The last cases I will show you are Barlows’ disease. So here is a patient that has the typical stigmata of Barlows’ disease on echo, large valve, excess tissue, thickened leaflets and billowing with displacement of the posterior leaflet. Here is the valve. Large circumference in the posterior annulus, a lot of excess tissue, a larger valve, 38 ring size. So again, we are going to start with quadrangular resection and we will lower the height of what will be the residual posterior leaflet. You can see it is a centimeter, we will reattach that. You do not have to do anything to the anterior leaflet and there is the closure line.
The second Barlow case I will show you: giant valve, a lot of excess tissue and the reason I wanted to show you this case was calcification and restriction. So you see you certainly have a lot of excess tissue and look at this restriction from this cleft from calcification of the anterior papillary muscle. So we resect all of that and cover the residual defect with sliding plasty, a large ring, a good surface of coaptation.

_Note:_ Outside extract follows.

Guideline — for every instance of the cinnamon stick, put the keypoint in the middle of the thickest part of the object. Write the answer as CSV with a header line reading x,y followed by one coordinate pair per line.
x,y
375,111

The last case I will show you is the bileaflet Barlow prolapse. You see bileaflet prolapse, excess tissue, ruptured chords in the anterior leaflet, and a very large valve. You can see the fissures in the annulus, a very tall posterior leaflet. The size of the anterior leaflet (that is a 40 sizer) is a very tall valve with a ruptured chord. So we will start by quadrangular resection and we will detach the leaflets. We are also going to do a base resection of the residual leaflet to continue to shorten the height. Then detach the valve to the commissures, reattach it, and check the height. Now we will correct the anterior leaflet prolapse in this case with a triangular resection. It is a very distended margin. Now it really matches the 40 sizer and then we will correct the prolapse with several chordal transfers. Good closure line and a good surface of coaptation.
So in summary, patients today with mitral valve degeneration, I would strongly recommend differentiating the disease, identifying the lesions, respecting tissue, correcting the dysfunctions and preserving the mitral valve. On behalf of my co-authors, I would like to thank you for your attention.